Das LSG hat in seiner Entscheidung allerdings u. a. ausgeführt, der Senat habe vor allem aus rechtlichen Gründen das Vorliegen eines Wegeunfalls i. S. des § 550 der Reichsversicherungsordnung (RVO) nicht bejahen können. Grundsätzlich müsse Ausgangspunkt (und Endpunkt) eines unter Versicherungsschutz stehenden Weges der häusliche Bereich, d. h. die Wohnung, des Versicherten sein. Nur in Ausnahmefällen schließe der Umstand, daß der Versicherte für den Weg nach und vom Ort seiner Tätigkeit einen Ausgangs- oder Endpunkt wähle, der sich nicht mit seinem Wohnbereich decke, den ursächlichen Zusammenhang mit der versicherten Tätigkeit nicht aus. Entgegen der Auffassung des Berufungsgerichts ist diese Rechtsansicht dem von ihm zitierten Urteil des erkennenden Senats vom 30. Oktober 1964 nicht zu entnehmen (BSG 22, 60, 61 - 2. Absatz; s. auch Brackmann aaO S. 486 e ff.).
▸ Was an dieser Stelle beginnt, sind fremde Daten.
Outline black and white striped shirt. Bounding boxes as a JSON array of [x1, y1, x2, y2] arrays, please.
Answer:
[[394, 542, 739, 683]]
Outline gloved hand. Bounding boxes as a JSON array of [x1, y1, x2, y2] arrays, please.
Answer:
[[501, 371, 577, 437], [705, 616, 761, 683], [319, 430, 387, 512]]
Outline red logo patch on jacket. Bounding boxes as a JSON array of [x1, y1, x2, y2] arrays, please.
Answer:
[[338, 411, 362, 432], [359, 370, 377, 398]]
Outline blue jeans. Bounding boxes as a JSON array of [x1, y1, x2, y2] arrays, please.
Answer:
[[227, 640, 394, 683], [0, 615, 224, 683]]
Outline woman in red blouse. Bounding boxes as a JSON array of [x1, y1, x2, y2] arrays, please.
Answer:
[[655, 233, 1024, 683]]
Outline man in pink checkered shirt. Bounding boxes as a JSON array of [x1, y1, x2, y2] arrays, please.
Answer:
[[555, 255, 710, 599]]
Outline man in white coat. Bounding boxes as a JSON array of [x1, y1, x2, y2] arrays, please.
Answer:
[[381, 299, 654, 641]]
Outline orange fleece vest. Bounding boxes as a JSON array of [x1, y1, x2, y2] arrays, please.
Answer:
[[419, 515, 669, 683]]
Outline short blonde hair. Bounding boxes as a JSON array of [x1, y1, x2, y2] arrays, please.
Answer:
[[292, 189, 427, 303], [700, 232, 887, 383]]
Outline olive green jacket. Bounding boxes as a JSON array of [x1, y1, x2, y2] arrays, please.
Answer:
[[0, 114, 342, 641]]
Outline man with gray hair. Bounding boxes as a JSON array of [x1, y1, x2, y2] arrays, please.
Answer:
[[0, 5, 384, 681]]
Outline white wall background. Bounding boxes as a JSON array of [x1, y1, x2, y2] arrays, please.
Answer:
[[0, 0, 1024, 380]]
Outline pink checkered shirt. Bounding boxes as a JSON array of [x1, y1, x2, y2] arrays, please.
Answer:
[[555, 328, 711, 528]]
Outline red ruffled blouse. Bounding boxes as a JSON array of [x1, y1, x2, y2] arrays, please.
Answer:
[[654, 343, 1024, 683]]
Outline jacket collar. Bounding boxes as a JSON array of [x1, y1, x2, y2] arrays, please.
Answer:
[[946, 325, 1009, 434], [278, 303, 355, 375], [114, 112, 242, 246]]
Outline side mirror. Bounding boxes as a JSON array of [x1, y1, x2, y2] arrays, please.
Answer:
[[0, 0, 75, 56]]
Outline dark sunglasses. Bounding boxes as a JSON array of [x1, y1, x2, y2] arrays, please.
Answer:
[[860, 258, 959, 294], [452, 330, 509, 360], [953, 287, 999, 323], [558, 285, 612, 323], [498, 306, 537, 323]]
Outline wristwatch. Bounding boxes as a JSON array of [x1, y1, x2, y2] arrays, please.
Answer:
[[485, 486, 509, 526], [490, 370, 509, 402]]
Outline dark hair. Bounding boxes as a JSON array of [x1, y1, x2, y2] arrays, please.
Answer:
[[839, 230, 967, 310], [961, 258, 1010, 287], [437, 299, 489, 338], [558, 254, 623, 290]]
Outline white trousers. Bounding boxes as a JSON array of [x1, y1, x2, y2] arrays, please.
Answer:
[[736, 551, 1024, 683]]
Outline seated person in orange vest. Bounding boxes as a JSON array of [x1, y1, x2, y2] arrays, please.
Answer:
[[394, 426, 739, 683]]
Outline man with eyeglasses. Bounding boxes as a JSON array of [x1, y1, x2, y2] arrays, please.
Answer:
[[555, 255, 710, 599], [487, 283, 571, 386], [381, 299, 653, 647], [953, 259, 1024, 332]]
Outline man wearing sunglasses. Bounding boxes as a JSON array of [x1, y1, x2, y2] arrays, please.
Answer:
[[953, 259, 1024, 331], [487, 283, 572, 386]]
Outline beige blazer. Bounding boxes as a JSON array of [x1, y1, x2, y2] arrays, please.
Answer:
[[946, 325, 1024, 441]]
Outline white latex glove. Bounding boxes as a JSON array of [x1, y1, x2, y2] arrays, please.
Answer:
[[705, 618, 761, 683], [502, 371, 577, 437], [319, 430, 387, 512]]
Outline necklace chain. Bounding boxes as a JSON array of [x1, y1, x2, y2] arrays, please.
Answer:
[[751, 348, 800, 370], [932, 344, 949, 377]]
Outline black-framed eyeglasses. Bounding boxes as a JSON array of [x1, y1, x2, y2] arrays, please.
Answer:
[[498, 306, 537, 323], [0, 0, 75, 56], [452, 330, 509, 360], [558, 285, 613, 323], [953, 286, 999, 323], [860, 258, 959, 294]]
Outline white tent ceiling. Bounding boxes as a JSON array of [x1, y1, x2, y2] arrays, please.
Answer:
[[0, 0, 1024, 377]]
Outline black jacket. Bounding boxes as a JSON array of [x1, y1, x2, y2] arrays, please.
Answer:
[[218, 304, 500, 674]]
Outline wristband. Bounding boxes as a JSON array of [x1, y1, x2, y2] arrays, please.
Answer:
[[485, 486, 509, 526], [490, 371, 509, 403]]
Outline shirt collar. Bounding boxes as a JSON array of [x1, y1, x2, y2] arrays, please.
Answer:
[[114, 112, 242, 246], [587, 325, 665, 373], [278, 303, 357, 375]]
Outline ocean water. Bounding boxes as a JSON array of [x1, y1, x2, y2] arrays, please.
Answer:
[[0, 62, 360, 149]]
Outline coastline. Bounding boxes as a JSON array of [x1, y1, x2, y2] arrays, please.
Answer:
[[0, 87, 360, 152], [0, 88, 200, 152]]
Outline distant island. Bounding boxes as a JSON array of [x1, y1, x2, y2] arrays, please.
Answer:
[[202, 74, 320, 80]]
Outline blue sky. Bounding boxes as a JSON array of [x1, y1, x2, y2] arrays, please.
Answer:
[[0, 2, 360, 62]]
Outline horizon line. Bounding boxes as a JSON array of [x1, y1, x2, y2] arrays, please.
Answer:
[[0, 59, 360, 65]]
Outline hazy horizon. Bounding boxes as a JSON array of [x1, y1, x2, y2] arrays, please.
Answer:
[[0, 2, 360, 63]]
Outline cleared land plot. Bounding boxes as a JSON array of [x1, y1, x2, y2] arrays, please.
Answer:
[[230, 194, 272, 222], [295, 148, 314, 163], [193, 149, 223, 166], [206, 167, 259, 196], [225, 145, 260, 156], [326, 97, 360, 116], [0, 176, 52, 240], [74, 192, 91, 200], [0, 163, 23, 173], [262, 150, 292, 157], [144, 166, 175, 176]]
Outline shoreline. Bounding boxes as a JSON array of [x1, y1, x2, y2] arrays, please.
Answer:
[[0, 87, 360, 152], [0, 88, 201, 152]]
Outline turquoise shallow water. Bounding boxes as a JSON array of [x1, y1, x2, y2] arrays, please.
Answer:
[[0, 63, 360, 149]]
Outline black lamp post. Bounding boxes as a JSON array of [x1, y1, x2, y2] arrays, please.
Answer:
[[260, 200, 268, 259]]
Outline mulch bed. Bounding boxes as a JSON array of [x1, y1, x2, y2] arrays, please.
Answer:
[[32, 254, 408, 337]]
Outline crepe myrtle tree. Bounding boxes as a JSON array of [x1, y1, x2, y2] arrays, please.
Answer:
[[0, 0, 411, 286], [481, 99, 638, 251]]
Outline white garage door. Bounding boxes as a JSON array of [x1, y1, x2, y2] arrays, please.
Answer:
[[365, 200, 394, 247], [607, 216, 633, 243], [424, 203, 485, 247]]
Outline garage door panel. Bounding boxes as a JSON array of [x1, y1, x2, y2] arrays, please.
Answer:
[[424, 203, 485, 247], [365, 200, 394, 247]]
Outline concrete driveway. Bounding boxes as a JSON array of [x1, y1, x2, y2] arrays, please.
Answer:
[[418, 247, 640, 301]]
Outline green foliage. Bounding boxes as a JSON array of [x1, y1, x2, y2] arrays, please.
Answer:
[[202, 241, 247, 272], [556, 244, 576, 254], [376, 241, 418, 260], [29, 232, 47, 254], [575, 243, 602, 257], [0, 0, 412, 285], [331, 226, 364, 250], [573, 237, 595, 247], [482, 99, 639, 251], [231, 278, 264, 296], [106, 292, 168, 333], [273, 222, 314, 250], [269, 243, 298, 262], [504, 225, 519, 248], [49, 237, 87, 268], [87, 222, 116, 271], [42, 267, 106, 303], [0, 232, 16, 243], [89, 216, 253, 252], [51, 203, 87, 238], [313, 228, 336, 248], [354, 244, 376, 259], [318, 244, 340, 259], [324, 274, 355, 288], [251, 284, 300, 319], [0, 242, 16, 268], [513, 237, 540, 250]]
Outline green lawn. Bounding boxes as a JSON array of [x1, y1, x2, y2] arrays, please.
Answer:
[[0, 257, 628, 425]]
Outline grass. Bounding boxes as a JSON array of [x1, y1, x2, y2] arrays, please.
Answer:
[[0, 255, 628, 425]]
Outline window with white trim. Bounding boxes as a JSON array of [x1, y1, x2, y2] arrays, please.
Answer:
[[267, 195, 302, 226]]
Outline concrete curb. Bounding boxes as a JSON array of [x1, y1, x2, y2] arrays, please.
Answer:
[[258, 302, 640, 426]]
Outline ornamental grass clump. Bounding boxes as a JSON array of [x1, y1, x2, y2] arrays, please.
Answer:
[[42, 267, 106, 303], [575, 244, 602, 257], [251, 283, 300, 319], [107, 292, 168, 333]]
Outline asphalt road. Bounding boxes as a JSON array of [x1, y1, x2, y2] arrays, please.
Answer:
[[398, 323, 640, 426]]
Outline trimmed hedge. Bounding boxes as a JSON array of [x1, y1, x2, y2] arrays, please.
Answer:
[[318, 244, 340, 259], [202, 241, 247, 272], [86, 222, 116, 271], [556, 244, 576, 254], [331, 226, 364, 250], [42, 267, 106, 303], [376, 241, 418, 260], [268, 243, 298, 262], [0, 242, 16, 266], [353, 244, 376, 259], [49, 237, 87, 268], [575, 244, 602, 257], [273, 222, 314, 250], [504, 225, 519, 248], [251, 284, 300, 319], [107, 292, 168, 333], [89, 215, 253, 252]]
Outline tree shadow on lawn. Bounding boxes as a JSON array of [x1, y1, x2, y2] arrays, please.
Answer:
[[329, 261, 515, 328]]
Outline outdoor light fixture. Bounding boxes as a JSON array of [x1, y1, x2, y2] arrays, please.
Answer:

Der Weg zur Arbeitsstätte im Sinne des § 550 RVO muß nicht von der Wohnung aus angetreten werden (s. Brackmann aaO S. 486 f mit weiteren Nachweisen). Es darf sich allerdings bei dem Weg von der den häuslichen Bereich darstellenden Wohnung zu einem anderen Ort und bei dem Weg von diesem Ort zum Ort der Tätigkeit nicht um einen einheitlichen Gesamtweg handeln (s. Brackmann aaO S. 486 g).
Ob der Weg der Klägerin mit ihrer Arbeit im Unternehmen in einem rechtlich wesentlichen inneren Zusammenhang gestanden hat, kann der Senat nicht entscheiden, weil insoweit tatsächliche Feststellungen des LSG fehlen. Das LSG hat insbesondere nicht festgestellt, ob die Klägerin - wie sie behauptet - zu jener Zeit, als sich der Unfall ereignete, bei dem Zeugen W gewohnt oder wie lange sie ggf. vor der Fahrt, auf der sie verunglückt ist, sich wenigstens bei diesem Zeugen aufgehalten oder sie ihn nur gelegentlich ihres Weges zum Ort der Tätigkeit kurz aufgesucht hat. Ebenso fehlen, wie bereits aufgezeigt, die abschließenden tatsächlichen Feststellungen des LSG darüber, ob die Klägerin sich auf dem Weg zum Ort der Tätigkeit befunden hat.
Die Sache war deshalb zur erneuten Verhandlung und Entscheidung an das LSG zurückzuverweisen. Ihm bleibt auch die abschließende Entscheidung über die Kosten einschließlich der des Revisionsverfahrens vorbehalten.